The jury eventually ordered the Church to pay $119 million to the victims. A Catholic spokesman, who seemed quite put out about the matter, was quoted as saying, “The Church just wants to get the whole thing behind them.” He may as well have said they wanted to act like it never happened. A newly appointed bishop offered a sincere public apology to the victims, but the parents of the dead child had the temerity to note that neither the money nor the apology would bring their son back.

It was enough to shake Monsignor Matthews’s faith. He knew as well as anyone that it was impossible to screen out all the rotten apples in an organization as large as the Catholic Church, so he didn’t blame the Church for the priest’s actions. It was the cover-up that galled him.

Had that been the lone case or if there were but a few more, Monsignor Matthews would have let it go, but it turned
out this was just the tip of the pederastic iceberg. There were hundreds of other files on similar cases. The same diocese had been forced into a $5 million settlement involving two different priests and five other altar boys. In another Southwest diocese, an Archbishop disgraced the Church when the details of his sexual misconduct showed up on
60 Minutes.
The subsequent investigation of widespread cover-ups led to the removal of twenty priests and the settlement of 165 clergy sex-abuse cases totaling another $50 million. No damn wonder the diocese was always crying poor mouth.

Almost as startling as the corruption was the fact that the Church was, to an extent, insured against this sort of thing. Given the Church’s track record, Monsignor Matthews imagined the rates for that sort of coverage were staggering, like insuring the post office against employee shooting sprees.

As Monsignor Matthews worked his way through the files, he discovered that a great many parishes were nearly bankrupted by paying settlements for these types of cases and—most amazing—that some of the money used to pay for these crimes came from parish fund-raising drives. Matthews wondered how they sold that to the congregation. “Remember, next weekend is the big catamite car wash and bake sale …”

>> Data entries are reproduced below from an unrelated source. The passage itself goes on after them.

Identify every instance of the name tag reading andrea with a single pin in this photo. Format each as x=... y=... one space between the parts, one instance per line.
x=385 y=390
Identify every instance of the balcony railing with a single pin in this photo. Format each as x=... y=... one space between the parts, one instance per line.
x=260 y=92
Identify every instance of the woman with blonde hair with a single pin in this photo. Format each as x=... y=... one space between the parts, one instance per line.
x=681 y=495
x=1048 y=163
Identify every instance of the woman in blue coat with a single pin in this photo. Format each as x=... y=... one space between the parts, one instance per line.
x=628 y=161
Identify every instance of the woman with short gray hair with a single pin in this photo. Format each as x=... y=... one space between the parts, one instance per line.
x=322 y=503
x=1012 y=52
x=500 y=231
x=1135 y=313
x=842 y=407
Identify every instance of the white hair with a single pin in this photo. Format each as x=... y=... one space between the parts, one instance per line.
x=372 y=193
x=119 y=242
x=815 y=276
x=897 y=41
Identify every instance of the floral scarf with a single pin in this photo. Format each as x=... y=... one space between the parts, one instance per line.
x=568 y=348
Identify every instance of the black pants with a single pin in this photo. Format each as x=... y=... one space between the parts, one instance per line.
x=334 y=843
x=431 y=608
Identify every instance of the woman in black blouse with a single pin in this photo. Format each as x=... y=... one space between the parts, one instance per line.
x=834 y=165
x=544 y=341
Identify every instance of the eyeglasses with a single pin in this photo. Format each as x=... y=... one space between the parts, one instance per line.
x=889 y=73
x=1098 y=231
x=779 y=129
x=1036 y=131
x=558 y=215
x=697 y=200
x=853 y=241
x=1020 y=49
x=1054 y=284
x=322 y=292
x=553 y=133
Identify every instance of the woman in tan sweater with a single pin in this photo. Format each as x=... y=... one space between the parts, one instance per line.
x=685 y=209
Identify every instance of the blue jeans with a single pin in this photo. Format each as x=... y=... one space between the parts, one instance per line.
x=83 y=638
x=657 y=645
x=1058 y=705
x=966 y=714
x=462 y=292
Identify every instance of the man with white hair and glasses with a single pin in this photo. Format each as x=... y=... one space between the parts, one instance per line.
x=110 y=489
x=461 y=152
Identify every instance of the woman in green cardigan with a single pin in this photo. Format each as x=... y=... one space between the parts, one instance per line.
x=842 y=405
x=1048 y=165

Matthews also found what appeared to be a slush fund tucked away in the undisclosed financial records. The money was apparently used to pay parents who were willing to be bought off instead of taking their children’s complaints to the proper authorities.

The Monsignor knew that in some instances the guilty priests were quickly removed from their duties. But in many more instances the Church simply denied the charges, covered up the cases, and moved priests to other parishes where they continued to prey on others. Sometimes they were sent to a “retreat center” in New Mexico for some therapy—the Church’s equivalent of a child’s “time-out”—before being
reassigned to a new parish where they could resume practicing their true faith on new children.

Monsignor Matthews was floored when he tallied everything up. He found that the Catholic Church had paid over $800 million to settle sex-abuse cases in the United States since 1985. Eight. Hundred. Million. Dollars. He shook his head. How many children could be fed with $800 million? He could almost see the shame on St. Paul’s face.

Monsignor Matthews knew he was in no position to confront higher-ups about the policies and handling of these matters—he felt he could do more from where he was than if he were excommunicated—so he decided to play a game of his own, and that game involved diverting money from the slush fund to various charities. Unfortunately for Monsignor Matthews, the Church’s accounts receivable department was breathing down his neck and the newly installed fire wall was impervious to his hacking. It was starting to look like he would have to face the wrath of Sister Peg.

W
hen Dan first arrived at the Care Center, he figured he’d be doing fix-it projects and maybe some cooking and cleaning. Inspired by what he assumed was the Holy Ghost, Dan put in eighteen-hour days fixing every broken window and leaky faucet and light switch in the place. Dan thought he had found his true calling as the handyman to the poor.

Dan was ready for his next assignment, so he went to Sister Peg’s office and asked what she wanted him to do. “I need you to help Captain Boone with his bath and his appliance,” she said.